Pink Eye Vs Stye: What's The Difference?

Pink eye and styes are two types of common eye infections that share a few similar symptoms. Both cause watery eyes, inflamed eyelids, sensitivity to light, and blurry vision. Although similar in many ways, the causes for each are different and treatment varies for both conditions (via Cleveland Clinic).

Pink eye, or conjunctivitis, is an infection of the clear membrane that covers your eye, resulting in severe redness. Pink eye can occur in both eyes, but most of the time it affects only one eye. While viruses are the cause for most cases of pink eye, bacterial pink eye can also occur. Allergens, blocked tear ducts, and other irritants can also bring on a case of pink eye (via Mayo Clinic).

Pink eye is contagious, so you should wash your hands often to prevent the spread of germs. Be sure not to share makeup, towels, or other items until your pink eye clears up. In addition, you should wash your pillowcases often and use clean washcloths and towels when washing your face.

Unlike pink eye, styes are not contagious

On the other hand, a stye is an infection caused by either a blocked hair follicle or oil gland on the outer rim of the eyelid (via Cleveland Clinic). Styes usually appear as a single red or pink lump around the eyelashes that may or may not come to a head, much like a pimple. In most cases, styes are caused by harmless bacteria that live on your skin. Touching the eye is one way bacteria gets in the eye, but conditions such as seborrheic dermatitis and rosacea also make eyes susceptible to styes.

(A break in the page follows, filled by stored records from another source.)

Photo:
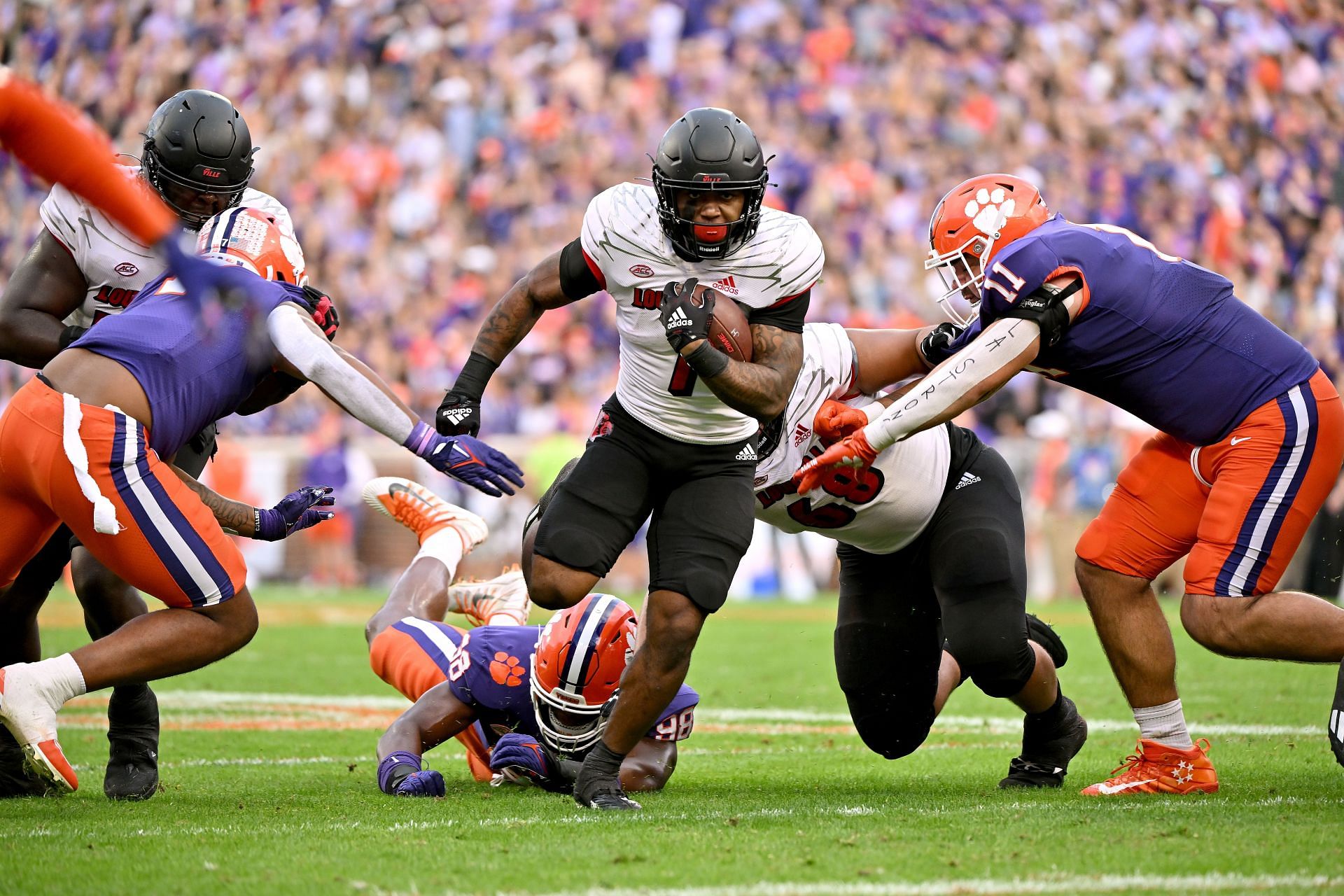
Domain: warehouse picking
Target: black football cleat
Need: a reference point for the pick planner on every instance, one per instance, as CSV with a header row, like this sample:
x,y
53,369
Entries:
x,y
14,780
1335,731
134,736
1044,634
1047,747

The good news is that both of these conditions usually go away on their own. In the meantime, you can utilize a cool compress and eye drops to relieve pink eye irritation (via Centers for Disease Control and Prevention). A warm compress placed on the eyes for 10 to 15 minutes over the course of three to four times a day can help clear up a stye (via Healthline).

If either of these conditions don't clear up on their own in a few days, you may want to schedule a visit with your doctor for further diagnosis and treatment instruction.